I have such kind of sealed class in my code, and compiler says me: Serializable class has duplicate serial name of property 'id', either in the class itself or its supertypes.

Is there way to have open val in serializable sealed class, which works correctly when overriding it?

Answer 1

In my case I had some initialized properties in the sealed class constructor so I had to apply a workaround like this:

import kotlinx.serialization.Serializable

@Serializable
sealed class Exercise(
    val id: String = ""
) {

    @Serializable
    data class None() : Exercise()

    @Serializable
    data class Theory(private val _id: String) : Exercise(_id)
}

Not the most beautiful way but it works

Answer 2

Though abstract property is a great way to deal with this, you can also take advantage of sealed interface which helps solving this in a more concise way

import kotlinx.serialization.Serializable

@Serializable
sealed interface Exercise {
   val id: String

   @Serializable
   data class Theory(override val id: String) : Exercise
}

Answer 3

This is Kotlin issue KT-38958. It seems to be a corner case of the Constructor properties requirement.

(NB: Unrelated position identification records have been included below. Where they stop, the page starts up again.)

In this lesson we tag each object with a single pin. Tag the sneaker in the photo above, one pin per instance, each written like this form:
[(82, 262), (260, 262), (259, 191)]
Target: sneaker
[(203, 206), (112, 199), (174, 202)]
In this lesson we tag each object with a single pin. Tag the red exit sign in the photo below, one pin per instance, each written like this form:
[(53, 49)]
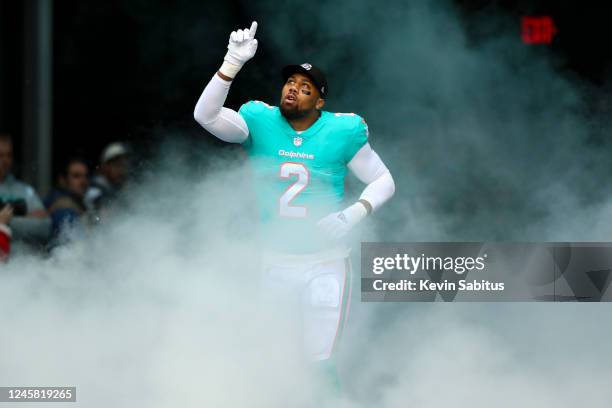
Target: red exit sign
[(537, 29)]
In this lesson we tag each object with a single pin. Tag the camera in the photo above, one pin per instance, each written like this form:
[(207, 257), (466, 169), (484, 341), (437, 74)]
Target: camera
[(19, 205)]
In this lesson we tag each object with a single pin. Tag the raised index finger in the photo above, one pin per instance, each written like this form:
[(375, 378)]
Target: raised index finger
[(253, 29)]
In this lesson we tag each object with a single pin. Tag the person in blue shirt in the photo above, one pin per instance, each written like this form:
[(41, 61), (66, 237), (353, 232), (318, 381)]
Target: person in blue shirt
[(65, 203)]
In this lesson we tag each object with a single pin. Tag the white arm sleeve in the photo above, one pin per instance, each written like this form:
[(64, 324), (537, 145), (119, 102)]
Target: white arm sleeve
[(222, 122), (368, 168)]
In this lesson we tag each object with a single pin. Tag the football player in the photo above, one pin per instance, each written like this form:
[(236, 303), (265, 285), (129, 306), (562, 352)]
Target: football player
[(300, 155)]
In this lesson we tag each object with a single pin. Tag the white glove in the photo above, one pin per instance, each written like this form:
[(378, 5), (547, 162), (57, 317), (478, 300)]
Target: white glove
[(241, 48), (338, 224)]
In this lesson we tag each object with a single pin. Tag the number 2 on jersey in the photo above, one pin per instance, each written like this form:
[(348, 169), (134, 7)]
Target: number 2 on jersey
[(288, 170)]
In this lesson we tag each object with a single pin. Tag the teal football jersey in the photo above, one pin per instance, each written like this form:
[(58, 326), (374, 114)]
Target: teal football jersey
[(299, 176)]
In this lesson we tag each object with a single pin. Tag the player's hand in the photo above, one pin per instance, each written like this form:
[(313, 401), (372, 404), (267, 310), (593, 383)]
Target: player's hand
[(338, 224), (242, 46)]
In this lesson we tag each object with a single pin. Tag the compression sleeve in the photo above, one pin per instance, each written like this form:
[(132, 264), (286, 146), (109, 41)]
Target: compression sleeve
[(369, 168), (209, 112)]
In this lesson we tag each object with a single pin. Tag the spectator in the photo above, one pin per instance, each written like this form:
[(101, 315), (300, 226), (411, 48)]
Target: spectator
[(107, 184), (65, 203), (6, 213), (35, 226)]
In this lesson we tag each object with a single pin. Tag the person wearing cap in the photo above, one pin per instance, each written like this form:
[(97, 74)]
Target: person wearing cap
[(35, 226), (105, 186), (300, 156)]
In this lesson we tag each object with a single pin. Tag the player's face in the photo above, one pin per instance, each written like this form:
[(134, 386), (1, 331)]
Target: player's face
[(299, 97)]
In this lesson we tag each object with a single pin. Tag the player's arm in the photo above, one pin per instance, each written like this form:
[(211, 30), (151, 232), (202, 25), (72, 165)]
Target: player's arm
[(369, 168), (209, 112)]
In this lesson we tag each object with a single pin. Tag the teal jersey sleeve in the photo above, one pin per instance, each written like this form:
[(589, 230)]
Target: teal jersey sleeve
[(256, 114), (357, 137)]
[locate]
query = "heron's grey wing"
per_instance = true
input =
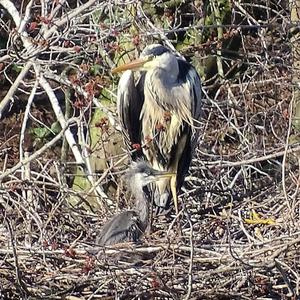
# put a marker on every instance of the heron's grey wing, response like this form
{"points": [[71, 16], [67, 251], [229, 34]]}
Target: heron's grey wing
{"points": [[129, 104], [190, 77], [121, 228]]}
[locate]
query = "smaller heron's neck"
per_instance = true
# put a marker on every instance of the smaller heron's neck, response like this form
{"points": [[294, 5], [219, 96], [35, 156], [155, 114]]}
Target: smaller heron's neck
{"points": [[141, 205]]}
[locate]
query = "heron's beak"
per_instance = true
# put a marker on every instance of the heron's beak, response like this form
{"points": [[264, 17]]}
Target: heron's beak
{"points": [[133, 65], [164, 174]]}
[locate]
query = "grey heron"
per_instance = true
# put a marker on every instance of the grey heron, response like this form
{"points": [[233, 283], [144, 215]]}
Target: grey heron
{"points": [[129, 225], [160, 111]]}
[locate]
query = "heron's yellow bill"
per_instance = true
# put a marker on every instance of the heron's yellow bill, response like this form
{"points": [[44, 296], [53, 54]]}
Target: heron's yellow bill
{"points": [[133, 65]]}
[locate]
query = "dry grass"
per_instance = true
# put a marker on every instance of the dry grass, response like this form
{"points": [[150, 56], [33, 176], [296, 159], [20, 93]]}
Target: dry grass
{"points": [[247, 162]]}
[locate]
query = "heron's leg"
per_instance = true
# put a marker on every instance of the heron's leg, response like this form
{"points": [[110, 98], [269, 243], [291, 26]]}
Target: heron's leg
{"points": [[173, 184]]}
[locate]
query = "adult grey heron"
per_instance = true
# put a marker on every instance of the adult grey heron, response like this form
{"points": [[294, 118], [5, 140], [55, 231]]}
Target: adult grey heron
{"points": [[159, 113], [131, 224]]}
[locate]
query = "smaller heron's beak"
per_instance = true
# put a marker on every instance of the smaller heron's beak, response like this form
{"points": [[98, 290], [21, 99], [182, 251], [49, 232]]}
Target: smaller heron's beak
{"points": [[162, 174], [133, 65]]}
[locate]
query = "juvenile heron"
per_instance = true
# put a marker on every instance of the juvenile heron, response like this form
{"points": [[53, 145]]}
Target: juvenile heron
{"points": [[131, 224], [160, 111]]}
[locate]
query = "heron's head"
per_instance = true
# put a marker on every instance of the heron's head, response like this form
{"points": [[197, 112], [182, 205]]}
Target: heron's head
{"points": [[141, 174], [153, 56]]}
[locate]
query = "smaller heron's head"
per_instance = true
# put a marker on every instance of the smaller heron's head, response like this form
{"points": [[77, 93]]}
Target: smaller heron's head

It can be solved by using the following implementation,

import kotlinx.serialization.*
import kotlinx.serialization.json.Json

@Serializable
sealed class Exercise {
    abstract val id: String

    @Serializable
    data class Theory(override val id: String) : Exercise()
}

fun main() {
    val t1 = Exercise.Theory("t1")
    val t1Json = Json.encodeToString(t1)
    println(t1Json)
    println(Json.decodeFromString<Exercise.Theory>(t1Json).toString())
}

which will output:

{"id":"t1"}
Theory(id=t1)

For details, see "Designing serializable hierarchy" in the Kotlin Serialization Guide.